Thai cuisine is bright in both colour and flavour – the perfect balance of sweetness and acid, saltiness and umami. I chose to make this salad in particular since we’re in the height of summer, and whether you serve it at room temperature or slightly chilled, it’s absolutely delicious on its own or as a side dish at a picnic or on the dinner table. Enjoy!

Serves: 4 as a side salad

Ingredients

• 2 ½ cups green papaya, shredded into thin strips

• 1 carrot, shredded

• 10–12 shrimp, peeled and deveined

• 6 green chillies (or more, or less, depending on how spicy you like it)

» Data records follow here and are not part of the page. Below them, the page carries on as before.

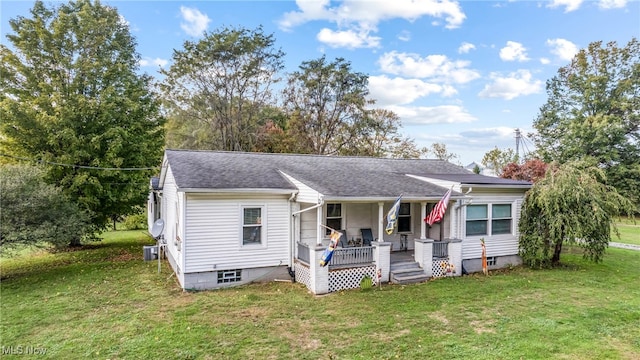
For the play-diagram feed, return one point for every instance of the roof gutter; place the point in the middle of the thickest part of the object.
(309, 208)
(238, 191)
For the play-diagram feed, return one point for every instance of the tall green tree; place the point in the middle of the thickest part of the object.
(35, 213)
(326, 105)
(593, 110)
(70, 94)
(440, 152)
(571, 205)
(217, 88)
(379, 136)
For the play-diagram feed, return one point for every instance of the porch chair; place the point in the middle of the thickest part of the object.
(343, 239)
(367, 236)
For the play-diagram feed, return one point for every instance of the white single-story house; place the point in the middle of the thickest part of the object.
(234, 217)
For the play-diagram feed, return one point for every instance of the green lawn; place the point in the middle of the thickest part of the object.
(104, 302)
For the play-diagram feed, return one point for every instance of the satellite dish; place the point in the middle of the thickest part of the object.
(157, 228)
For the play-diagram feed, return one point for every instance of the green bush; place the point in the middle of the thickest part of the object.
(136, 221)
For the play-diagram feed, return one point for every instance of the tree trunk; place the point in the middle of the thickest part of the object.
(75, 241)
(555, 260)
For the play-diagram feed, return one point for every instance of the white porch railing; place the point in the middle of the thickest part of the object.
(352, 256)
(440, 249)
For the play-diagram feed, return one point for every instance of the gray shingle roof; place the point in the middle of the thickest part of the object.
(334, 176)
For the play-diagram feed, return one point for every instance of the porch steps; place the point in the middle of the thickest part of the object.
(407, 272)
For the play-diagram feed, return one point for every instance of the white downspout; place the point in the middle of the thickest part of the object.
(380, 222)
(423, 225)
(318, 218)
(292, 233)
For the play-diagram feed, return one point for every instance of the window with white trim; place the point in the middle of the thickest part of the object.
(228, 276)
(252, 225)
(333, 217)
(500, 219)
(489, 219)
(404, 218)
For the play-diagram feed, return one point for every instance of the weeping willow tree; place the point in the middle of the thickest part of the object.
(572, 204)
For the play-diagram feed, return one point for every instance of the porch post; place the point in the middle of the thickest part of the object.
(319, 275)
(423, 225)
(423, 254)
(380, 222)
(319, 230)
(455, 256)
(382, 258)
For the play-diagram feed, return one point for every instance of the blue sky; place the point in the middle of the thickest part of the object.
(462, 73)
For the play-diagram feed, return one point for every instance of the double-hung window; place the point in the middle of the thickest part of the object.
(500, 219)
(489, 219)
(477, 220)
(252, 225)
(333, 217)
(404, 218)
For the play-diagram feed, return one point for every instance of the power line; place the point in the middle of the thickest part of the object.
(80, 166)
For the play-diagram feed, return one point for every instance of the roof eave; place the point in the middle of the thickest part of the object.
(271, 191)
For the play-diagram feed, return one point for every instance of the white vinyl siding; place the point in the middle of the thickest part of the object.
(214, 226)
(404, 218)
(499, 244)
(170, 204)
(333, 217)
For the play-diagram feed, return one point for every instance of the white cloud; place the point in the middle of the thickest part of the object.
(437, 68)
(387, 91)
(195, 21)
(465, 47)
(123, 21)
(514, 51)
(570, 5)
(363, 17)
(370, 13)
(565, 50)
(423, 115)
(489, 133)
(347, 39)
(612, 4)
(516, 84)
(153, 62)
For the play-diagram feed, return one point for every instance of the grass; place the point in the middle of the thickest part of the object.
(104, 302)
(629, 232)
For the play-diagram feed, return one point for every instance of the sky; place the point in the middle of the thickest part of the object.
(463, 73)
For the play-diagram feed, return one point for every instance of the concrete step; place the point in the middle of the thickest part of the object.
(409, 279)
(408, 272)
(404, 265)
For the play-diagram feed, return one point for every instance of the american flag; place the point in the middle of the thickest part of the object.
(392, 216)
(438, 211)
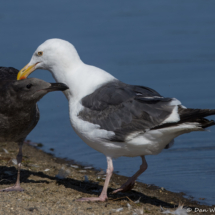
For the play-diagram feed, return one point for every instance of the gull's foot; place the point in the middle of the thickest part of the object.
(125, 187)
(14, 188)
(93, 199)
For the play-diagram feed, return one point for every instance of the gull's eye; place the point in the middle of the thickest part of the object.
(40, 53)
(29, 86)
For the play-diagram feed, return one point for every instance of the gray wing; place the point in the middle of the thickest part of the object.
(125, 109)
(8, 73)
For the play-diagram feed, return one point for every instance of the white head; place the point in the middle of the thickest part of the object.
(51, 55)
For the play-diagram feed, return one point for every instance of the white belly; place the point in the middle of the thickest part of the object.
(149, 143)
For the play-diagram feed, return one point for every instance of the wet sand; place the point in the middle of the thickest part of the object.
(52, 186)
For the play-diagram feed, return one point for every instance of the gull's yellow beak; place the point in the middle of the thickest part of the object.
(25, 72)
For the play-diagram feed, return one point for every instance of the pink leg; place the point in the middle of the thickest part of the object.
(17, 186)
(103, 195)
(131, 181)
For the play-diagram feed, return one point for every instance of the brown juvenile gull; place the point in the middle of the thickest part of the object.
(115, 118)
(19, 113)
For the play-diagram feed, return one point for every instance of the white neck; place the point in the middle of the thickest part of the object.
(82, 79)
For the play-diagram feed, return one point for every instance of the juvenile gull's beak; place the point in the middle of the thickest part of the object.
(26, 71)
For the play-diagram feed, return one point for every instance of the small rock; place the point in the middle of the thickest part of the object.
(74, 166)
(6, 151)
(88, 167)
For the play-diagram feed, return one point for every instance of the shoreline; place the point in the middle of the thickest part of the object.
(47, 180)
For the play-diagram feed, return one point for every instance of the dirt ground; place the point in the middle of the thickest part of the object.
(53, 185)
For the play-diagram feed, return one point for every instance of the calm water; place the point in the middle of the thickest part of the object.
(166, 45)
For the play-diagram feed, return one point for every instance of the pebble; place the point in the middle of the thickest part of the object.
(74, 166)
(88, 167)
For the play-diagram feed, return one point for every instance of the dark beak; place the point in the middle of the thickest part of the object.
(57, 87)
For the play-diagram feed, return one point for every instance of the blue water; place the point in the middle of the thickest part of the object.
(166, 45)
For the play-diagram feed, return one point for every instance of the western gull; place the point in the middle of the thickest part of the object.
(115, 118)
(19, 113)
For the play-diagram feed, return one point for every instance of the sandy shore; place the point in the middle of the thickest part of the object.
(47, 194)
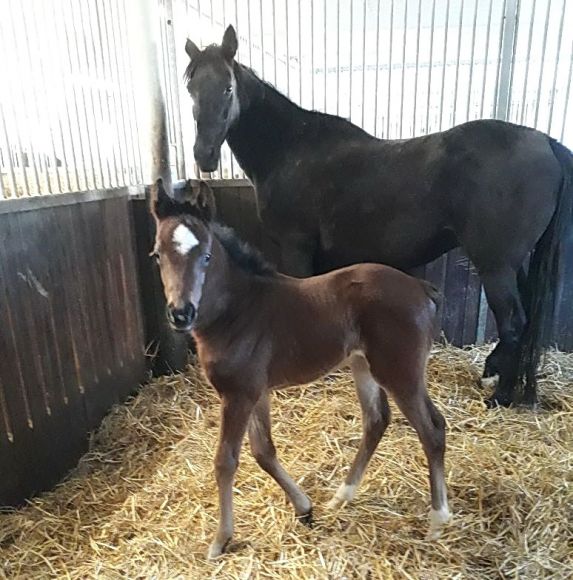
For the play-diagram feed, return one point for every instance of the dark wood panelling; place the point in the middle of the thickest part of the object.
(70, 332)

• 2–3 long beans, blanched, cut into 2 in. lengths (similar length to the papaya)

• 4 cloves garlic

• 1 tsp palm sugar

• 1 tbsp fish sauce

• ½ tsp shrimp paste

• 1 ½ tbsp lime juice

• 1 handful roasted peanuts

Method

1. Sear the shrimp until their colour turns pink-orange – approximately 90 seconds-2 minutes per side depending on their size, and set aside.

2. In a mortar and pestle, pound together the garlic and chillies to form a paste. Toss in the papaya, carrot, and beans and lightly pound to soften and bruise the fruit, then transfer to a bowl with the shrimp.

3. In the same mortar and pestle, blend the palm sugar, shrimp paste, fish sauce, lime juice and peanuts.

4. Pour this dressing over the salad and stir to thoroughly combine.

5. Serve with a sprinkling of roasted peanuts overtop.